Transportation

Key Senate Republican slams Biden plan as ‘wrong approach’

Sen. Rob Portman (R-Ohio), a key Senate moderate, slammed President Biden’s $2.25 trillion infrastructure plan on Wednesday, calling it the “wrong approach” because of its price tag and its taxes on businesses. 

“The total soars to $3 trillion with its inclusion of these broad policy priorities that are a far cry away from what we’ve ever defined as infrastructure,” Portman, one of 10 Republican senators who met with Biden at the White House in early February, said in a statement Wednesday afternoon. He cited the “hundreds of billions of dollars of spending on priorities like health care, workforce development, and research and development.”

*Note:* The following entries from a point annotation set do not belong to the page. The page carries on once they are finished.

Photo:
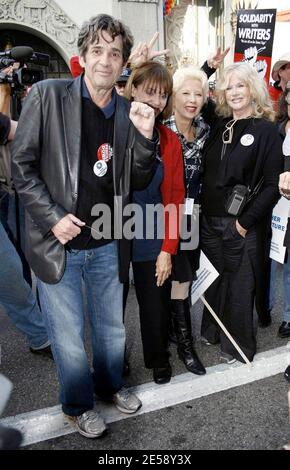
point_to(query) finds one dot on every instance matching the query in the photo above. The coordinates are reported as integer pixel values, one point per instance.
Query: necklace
(228, 133)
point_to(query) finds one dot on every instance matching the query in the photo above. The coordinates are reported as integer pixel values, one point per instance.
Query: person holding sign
(242, 162)
(283, 121)
(151, 83)
(190, 87)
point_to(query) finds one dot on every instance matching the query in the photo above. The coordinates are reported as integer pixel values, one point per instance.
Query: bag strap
(255, 191)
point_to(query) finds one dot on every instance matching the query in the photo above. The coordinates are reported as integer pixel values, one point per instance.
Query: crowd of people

Portman, who sits on the Finance Committee and serves as an adviser to the Senate Republican leadership team, also took a shot at Biden’s proposal to raise the corporate tax rate to 28 percent and end various business tax breaks to pay for the cost of the package over 15 years.

“President Biden proposes steep new taxes on businesses which will hurt working families and last more than a decade. This is the wrong approach, and will only undermine our economy at a time when we are beginning to recover,” he said in his statement.

Portman’s statement is an early indication that if Biden’s infrastructure plans picks up any Republican support, it won’t be much.

The criticism from a key Republican moderate — one of the Democrats’ better hopes for bipartisanship — calls into question whether breaking up Biden’s ambitious infrastructure agenda into two pieces will indeed secure a major bipartisan accomplishment during his first year in office.

Portman on Wednesday asserted that only $620 billion of Biden’s proposed investment is in traditional transportation infrastructure.

He argues the president and Democrats would be better served using the surface transportation infrastructure bill that passed unanimously out of the Senate Environment and Public Works Committee as a template.

“I support improving America’s aging roads, bridges, ports, and other infrastructure. And we can do so in a bipartisan way. Last Congress, the Senate Environment and Public Works Committee approved bipartisan infrastructure legislation by a vote of 21-0,” he said. “This bipartisan approach last Congress totaled $287 billion, yet the Biden plan introduced today costs more than $2 trillion.

Portman joined every other Republican in the Senate and House in voting against Biden’s $1.9 trillion American Rescue Plan after the president and Democrats rejected a counterproposal he offered with other GOP moderates to spend $618 billion to address the ongoing COVID-19 pandemic.